3 out of 5
Label: Rephlex
Producer: PP Roy
So I was hardcore collecting Rephlex Records at the time of PP Roy’s second release, though I was definitely sticking to the “like Aphex Twin” artists at first because the label had quite a catalogue to collect. Having gotten most of that under control, my new method was to continue collecting old albums from the used bins and nab anything new that came out. That way I could stay on top of it. Picking up PP’s “You Can’t Help Liking” (his first Rephlex thing) was a tip-off that maybe my understanding of the scope of Rephlex – or my tastes – was / were pretty limited.

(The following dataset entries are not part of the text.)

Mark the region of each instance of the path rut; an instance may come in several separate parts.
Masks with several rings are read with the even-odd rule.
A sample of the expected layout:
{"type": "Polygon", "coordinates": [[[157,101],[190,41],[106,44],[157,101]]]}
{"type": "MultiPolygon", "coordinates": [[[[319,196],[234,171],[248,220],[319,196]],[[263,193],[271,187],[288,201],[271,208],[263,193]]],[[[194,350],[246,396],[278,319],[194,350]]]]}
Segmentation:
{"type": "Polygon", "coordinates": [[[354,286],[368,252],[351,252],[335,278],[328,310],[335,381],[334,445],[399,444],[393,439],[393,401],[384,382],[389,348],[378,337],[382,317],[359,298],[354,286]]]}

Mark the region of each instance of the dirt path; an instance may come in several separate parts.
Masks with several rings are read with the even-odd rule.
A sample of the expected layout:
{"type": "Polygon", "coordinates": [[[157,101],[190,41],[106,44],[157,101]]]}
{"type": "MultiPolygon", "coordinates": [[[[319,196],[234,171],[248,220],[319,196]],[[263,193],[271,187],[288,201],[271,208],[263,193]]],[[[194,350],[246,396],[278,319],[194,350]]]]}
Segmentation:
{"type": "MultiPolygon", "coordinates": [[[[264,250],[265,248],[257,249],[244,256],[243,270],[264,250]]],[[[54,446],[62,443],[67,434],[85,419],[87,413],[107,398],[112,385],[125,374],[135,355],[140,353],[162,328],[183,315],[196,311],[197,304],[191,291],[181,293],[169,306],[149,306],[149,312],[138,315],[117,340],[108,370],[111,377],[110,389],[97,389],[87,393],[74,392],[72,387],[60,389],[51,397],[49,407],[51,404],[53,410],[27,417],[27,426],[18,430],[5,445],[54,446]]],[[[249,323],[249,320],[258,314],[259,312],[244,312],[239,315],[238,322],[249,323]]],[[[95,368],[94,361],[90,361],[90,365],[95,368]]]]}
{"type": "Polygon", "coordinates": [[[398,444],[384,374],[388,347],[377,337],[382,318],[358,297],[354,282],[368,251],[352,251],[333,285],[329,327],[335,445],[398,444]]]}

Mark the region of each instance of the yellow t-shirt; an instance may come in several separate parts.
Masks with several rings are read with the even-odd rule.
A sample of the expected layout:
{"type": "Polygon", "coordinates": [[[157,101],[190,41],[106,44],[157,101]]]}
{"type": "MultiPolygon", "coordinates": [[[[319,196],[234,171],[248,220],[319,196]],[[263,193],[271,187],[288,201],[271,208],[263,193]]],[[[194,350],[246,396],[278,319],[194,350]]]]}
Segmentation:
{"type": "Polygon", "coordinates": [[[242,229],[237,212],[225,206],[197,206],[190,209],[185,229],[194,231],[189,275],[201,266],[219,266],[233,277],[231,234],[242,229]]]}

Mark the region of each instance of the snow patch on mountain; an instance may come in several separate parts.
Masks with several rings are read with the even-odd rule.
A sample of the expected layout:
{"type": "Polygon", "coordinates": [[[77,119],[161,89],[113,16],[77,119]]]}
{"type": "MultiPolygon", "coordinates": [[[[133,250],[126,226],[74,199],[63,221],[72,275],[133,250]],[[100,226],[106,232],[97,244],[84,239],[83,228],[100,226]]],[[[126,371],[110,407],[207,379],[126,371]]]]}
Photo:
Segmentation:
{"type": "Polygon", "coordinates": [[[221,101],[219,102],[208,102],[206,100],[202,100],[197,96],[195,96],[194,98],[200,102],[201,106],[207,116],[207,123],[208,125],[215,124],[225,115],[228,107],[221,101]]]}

The liner notes blabbed about PP being a radio DJ, and the album displaying his continuous mix abilities, or something, or something, this is all from memory. “Cool” says me, and pretends to dig it but actually never listens to it all that much (beyond a perfunctory spin), because it was pretty lacking in the IDM and leaned more on the quirky club stuff, which generally ain’t my bag.
“Seven Up” came out, I bought it at a time that I was really starting to waver on Rephlex, and with the opening track “One Step” and it’s with-Global Goon followup “Working in Harmony” and I was back on board – I was convinced the label was gold forever and I went back to listen to “You Can’t Help.” …And didn’t like it. …And didn’t really listen to Seven Up all that much thereafter. Why?
Track five, “Alive,” is a pretty good indicator. With its constant danceable beat and disco-esque vocal sample, this is still club stuff. The first track is totally out of left field IDM and the G.Goon pairing smooths Roy’s poppy beats into the more groove stuff that the Goon works with, and it sort of tricks your ear for what follows. Because it is different from “You Can’t Help,” which did, absolutely, sound like a DJ flipping between samples – it’s more composed (although the latter half of the EP slips back into that radio vibe), it’s less of a composite sound and closer to something you could identify with the artist, if he’d kept making music as such, but it’s… it’s dance. It’s Air. It’s safe, it’s ‘sexy’ in the fun way that Spin Magazine might like, if the release had generated any press whatsoever. So it’s just pretty empty, despite having a great jam to start and some good ideas laced throughout.